Cumhuriyet Meclisi’nde CTP Genel Başkanı Tufan Erhürman konuşma yaptı.
Erhürman, konuşmasına Türkiye’de yapılan terör saldırısını kınayarak başladı.
Yasama yılı açılışında yapılan konuşmaların törensel olduğunu ancak bugünkü konuşmalarını bu sınırlar içinde yapmanın mümkün olmadığını, ülke koşullarının mümkün kılmadığını söyleyen Erhürman, ülkemin karanlık bir dönemden geçtiğini savundu.
Halkın güvende, huzur içinde hissetmediğini, geleceğini öngöremediğini, alım gücünün düştüğünü söyleyen Erhürman, inşaat sektörünün hareketli bir dönem yaşadığını ancak bu sektöre bakıldığında alıcı konumunda Kıbrıslı Türklerin olmadığını, aracı ve işletmecide de yabancılaşma durumunun giderek arttığını ifade etti.
Erhürman, 20 Eylül tarihli Bakanlar Kurulu’nun istisnai vatandaşlık kararını okuyarak, bir şirket sahibi iş insanının şirket kurmasından kaynaklı zorunlu olarak KKTC vatandaşı yapılmasını eleştirerek, “Şirket kuran herkesi vatandaş mı yapacaksınız?
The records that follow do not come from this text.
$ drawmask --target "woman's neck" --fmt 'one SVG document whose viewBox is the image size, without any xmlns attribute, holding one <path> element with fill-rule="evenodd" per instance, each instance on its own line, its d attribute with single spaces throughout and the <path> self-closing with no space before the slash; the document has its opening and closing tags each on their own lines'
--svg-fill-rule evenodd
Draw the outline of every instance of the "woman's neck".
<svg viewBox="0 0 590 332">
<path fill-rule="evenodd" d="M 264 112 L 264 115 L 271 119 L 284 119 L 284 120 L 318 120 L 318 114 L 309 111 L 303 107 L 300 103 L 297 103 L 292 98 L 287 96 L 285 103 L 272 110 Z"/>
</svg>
Neden bu kişiyi vatandaş yapmak zorundaydınız?” diye sordu.
Yoksullaşmanın geriye döndürülebileceğini ancak yoklaşmanın geriye dönüşü olmadığını belirten Erhürman, ülkede ciddi bir yabancılaşma yaşandığını, Kıbrıslı Türklerin “yoklaşmayla” karşı karşıya olduğunu söyledi.
Uzun süreli kalkınma planının Meclis’ten geçmesi gerektiğini söyleyen Erhürman, plandan kimsenin haberi olmadığını, komiteler kurulduğunu ve kimsenin süreçle ilgili bilgisi olmadan halka ilan edildiğini belirtti.
Erhürman, ana muhalefetle tek bir istişare yapılmadığını dile getirerek, nüfus politikası olmadan uzun süreli kalkınma planının hazırlanamayacağını söyledi.
“Derdiniz iş yapmak değil, tören, şov yapmak” diyen Erhürman, halkın tutunduğu son umut olan planlamanın işe yaramaz hale getirilmesi halinde son umut kırıntılarının da tüketilmiş olacağını, buna izin vermeyeceklerini söyledi.
Elektrik konusuna değinen Erhürman, KIB-TEK’te bakım onarım yapılmadığını, bu nedenle Güney Kıbrıs’tan elektrik alındığını, ihalesiz akaryakıt raporları ile halkın zarara uğratıldığını, şaibeli sınav ve münhalsiz istihdamlar yapıldığını savundu.
“İstikrar kelimesi sizinle zulme uğruyor” diyen Erhürman, müdürler, yönetim kurulu başkan ve üyelerinin, bakanların sürekli değiştirildiğini, kurumsal hafızanın hasara uğratıldığını ileri sürdü.
CTP’nin reformlara ilişkin önerilerini hatırlatan Erhürman, “hükümetin derdinin reform yapmak olmadığını” söyledi.
Erhürman, Kıbrıs sorununda yeni siyasetle birlikte bir zeminde Kıbrıs Türk halkının haklarının savunulmasının da “derin dondurucuya kalktığı” değerlendirmesinde bulundu.
Hükümetin, yargının kendini tehdit altında hissetmesine yol açtığını savunan Erhürman, STÖ ve sendikaların itibarsızlaştırılmaya çalışıldığını ileri sürdü.
Erhürman, eğitim sistemini eleştirerek, özel ile kamu arasında fırsat eşitsizliği yaratıldığını, ders kitabında iki resim bulunduğunu, bir resmin altına Güney Kıbrıs geleneksel, diğer bir resmin altına Kuzey Kıbrıs geleneksel kıyafeti yazıldığını, böyle bir şey olmadığını, yanlış bilgi verildiğini savundu.
12-13 yaşındaki çocukların bu ülkede yaşamak istemediklerini, “bu ülkeden gideceğim” dediğini söyleyen Erhürman, ailelerin de çocuklara “iş bul gelme” dediğini, alım gücünün düştüğünü, gençlerin ev araba alamadıklarını, güvende hissetmediklerini, demokrasi ve düşünce özgürlüğünün sınırlanmaya çalışıldığını savundu.